C’est juste une autre mère qu’on a assassinée
vendredi 8 décembre 2006 - 15h:47
Alison Weir
Presque personne n’a pris la peine de l’écrire. Une recherche dans les plus grands journaux des USA de ce jour n’a rien donné ; rien dans le Boston Globe, rien dans le Boston Herald, ni dans le Chicago Sun-Times, l’Atlanta Journal-Constitution, le San Francisco Chronicle, le Seattle Times, le St. Louis Post-Dispatch, le Houston Chronicle, le Tampa Tribune, etc.
Rien sur CBS, NBC, ABC, CNN, PBS, NPR, Fox News. Rien.
Le Los Angeles Times, le Washington Post, le New York Times, et l’Associated Press ont écrit chacun une phrase, tout au plus, à ce sujet. Trois d’entre eux ont négligé les détails - le LA Times a précisé l’âge qu’elle avait - et le Washington Post a signalé qu’elle avait été tuée par l’obus d’un char.
D’après des témoins, ce n’est pas un obus tiré par un char qui l’a tuée. Ce sont des balles, de nombreuses balles, tirées à bout portant.
Des voisins disent que les soldats israéliens frappaient son mari parce qu’il ne répondait pas à leurs questions. Stupidement, ou courageusement, comme on veut, la femme de 35 ans s’est interposée. Elle a essayé d’expliquer que son époux était sourd, elle a crié aux soldats que son époux ne pouvait pas les entendre et elle a tenté de les arrêter, pour qu’ils cessent de le frapper. Alors, ils ont tiré sur elle. Plusieurs fois.
Son nom était Itemad Ismail Abu Mo’ammar
Elle n’était pas morte pourtant. Cela a pris du temps. Pour son dernier souffle, il a fallu que son sang coule pendant des heures, que les soldats israéliens refusent de laisser l’ambulance la transporter pour la secourir. Son mari et ses enfants n’ont rien pu faire pour la sauver. Enfin, après environ cinq heures, une ambulance a été autorisée de l’emmener dans un hôpital ; là, les médecins ont pu rendre un service : constater son décès.
C’était quelques jours avant le début du Ramadan, une période où la famille se réunit, comme au moment de Noël pour les Américains. Elle laisse 11 enfants.
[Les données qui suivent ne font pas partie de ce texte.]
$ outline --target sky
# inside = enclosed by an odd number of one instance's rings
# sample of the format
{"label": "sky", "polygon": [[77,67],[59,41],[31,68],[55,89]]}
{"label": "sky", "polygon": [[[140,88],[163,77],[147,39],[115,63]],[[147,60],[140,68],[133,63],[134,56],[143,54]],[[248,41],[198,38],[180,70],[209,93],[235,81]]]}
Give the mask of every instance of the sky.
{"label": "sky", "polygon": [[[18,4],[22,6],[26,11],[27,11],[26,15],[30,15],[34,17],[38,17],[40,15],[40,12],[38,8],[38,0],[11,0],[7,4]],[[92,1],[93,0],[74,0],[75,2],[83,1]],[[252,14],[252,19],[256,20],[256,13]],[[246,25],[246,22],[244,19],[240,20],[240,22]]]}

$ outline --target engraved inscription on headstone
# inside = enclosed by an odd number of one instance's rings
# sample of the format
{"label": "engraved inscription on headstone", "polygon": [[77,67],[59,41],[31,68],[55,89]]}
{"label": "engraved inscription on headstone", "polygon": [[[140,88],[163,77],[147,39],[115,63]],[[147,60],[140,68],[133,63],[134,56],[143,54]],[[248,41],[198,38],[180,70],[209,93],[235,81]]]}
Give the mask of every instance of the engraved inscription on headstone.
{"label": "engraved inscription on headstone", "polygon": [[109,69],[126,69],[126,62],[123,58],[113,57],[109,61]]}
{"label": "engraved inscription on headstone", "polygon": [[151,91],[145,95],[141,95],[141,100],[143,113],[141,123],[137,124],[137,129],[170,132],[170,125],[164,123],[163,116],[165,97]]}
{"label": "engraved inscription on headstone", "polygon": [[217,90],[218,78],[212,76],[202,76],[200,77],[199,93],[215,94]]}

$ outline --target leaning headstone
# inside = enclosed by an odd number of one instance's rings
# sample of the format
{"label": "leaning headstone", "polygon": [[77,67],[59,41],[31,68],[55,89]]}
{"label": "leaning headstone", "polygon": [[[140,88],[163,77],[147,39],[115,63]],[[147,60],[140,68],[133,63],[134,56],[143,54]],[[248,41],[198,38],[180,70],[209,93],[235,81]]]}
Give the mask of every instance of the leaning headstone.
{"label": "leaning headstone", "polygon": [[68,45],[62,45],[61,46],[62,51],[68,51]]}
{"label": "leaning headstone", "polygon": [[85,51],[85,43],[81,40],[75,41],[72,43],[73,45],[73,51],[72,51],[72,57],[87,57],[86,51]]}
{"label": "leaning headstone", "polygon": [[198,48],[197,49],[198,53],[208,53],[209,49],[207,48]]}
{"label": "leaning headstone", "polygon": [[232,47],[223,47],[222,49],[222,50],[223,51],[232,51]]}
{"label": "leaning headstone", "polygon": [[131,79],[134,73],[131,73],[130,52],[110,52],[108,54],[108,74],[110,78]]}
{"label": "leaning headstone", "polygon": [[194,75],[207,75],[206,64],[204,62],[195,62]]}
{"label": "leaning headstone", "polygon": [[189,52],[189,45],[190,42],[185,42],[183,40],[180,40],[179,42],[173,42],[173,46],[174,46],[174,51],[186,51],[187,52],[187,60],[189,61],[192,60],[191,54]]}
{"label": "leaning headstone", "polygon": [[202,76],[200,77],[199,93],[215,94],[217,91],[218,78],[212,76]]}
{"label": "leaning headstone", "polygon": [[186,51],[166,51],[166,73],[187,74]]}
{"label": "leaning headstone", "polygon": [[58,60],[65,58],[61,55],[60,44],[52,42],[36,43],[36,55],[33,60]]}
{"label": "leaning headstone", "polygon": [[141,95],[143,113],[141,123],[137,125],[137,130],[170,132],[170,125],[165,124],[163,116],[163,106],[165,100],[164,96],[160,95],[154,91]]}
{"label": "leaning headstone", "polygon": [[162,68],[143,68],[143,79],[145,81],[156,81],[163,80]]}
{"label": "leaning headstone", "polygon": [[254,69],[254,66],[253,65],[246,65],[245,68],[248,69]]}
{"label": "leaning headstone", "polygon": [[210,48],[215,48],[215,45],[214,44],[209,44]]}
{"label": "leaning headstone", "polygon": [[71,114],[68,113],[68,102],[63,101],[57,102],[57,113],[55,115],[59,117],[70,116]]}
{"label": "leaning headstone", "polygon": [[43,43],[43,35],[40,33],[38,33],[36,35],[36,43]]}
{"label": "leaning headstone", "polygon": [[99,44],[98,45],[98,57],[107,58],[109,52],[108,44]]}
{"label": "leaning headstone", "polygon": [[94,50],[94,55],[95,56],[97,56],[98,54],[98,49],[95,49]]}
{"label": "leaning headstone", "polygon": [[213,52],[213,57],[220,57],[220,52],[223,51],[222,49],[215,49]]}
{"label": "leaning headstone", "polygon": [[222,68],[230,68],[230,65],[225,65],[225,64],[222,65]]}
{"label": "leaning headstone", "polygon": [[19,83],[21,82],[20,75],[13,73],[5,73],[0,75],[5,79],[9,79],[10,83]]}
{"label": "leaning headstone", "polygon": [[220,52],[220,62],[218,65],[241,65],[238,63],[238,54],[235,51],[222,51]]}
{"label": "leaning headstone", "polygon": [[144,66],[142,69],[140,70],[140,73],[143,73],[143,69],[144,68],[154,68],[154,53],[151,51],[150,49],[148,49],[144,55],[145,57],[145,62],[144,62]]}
Rien de tout cela n’a été dit dans le récit du Washington Post qui a informé de sa mort en une demi-phrase. Le frère de son époux qui vivait dans la même maison a été tué aussi. Il avait 28 ans, il était fermier.
Pourquoi est-ce arrivé ? La famille habitait derrière la maison d’un combattant de la résistance recherché par Israël. Ce ne sont que des « dommages collatéraux » dans une opération d’assassinat/enlèvement ratée par les Israéliens.
En tout, cinq Palestiniens ont été tués ce jour-là. Les trois autres étaient des jeunes bergers d’un autre secteur, deux avaient 15 ans et un 14. Il semble qu’ils se soient trouvés au mauvais endroit, au mauvais moment. Gaza.
Rien de tout cela n’a été publié dans la plupart des journaux américains ; ainsi, l’opinion américaine ne saura jamais qu’une mère a perdu son sang jusqu’à en mourir, devant ses enfants, et que des jeunes bergers ont été déchiquetés. Apparemment, ce n’était pas médiatique, simplement.
Etude de cas d’un « bon » reportage
Le Washington Post, au moins, a fait mention de ces morts, peut-être que ceux qui se soucient du respect des règles journalistiques vont ainsi louer le Post pour sa couverture.
Et pourtant, le Post, dans un article si court a réussi à être tellement inexact.
En plus de l’erreur sur la cause de la mort d’Itemad et d’avoir négligé des faits cruciaux, le récit du Post en dépeint incorrectement le contexte, disant à ses lecteurs que ces cinq morts se sont produites dans une période de « calme relatif ».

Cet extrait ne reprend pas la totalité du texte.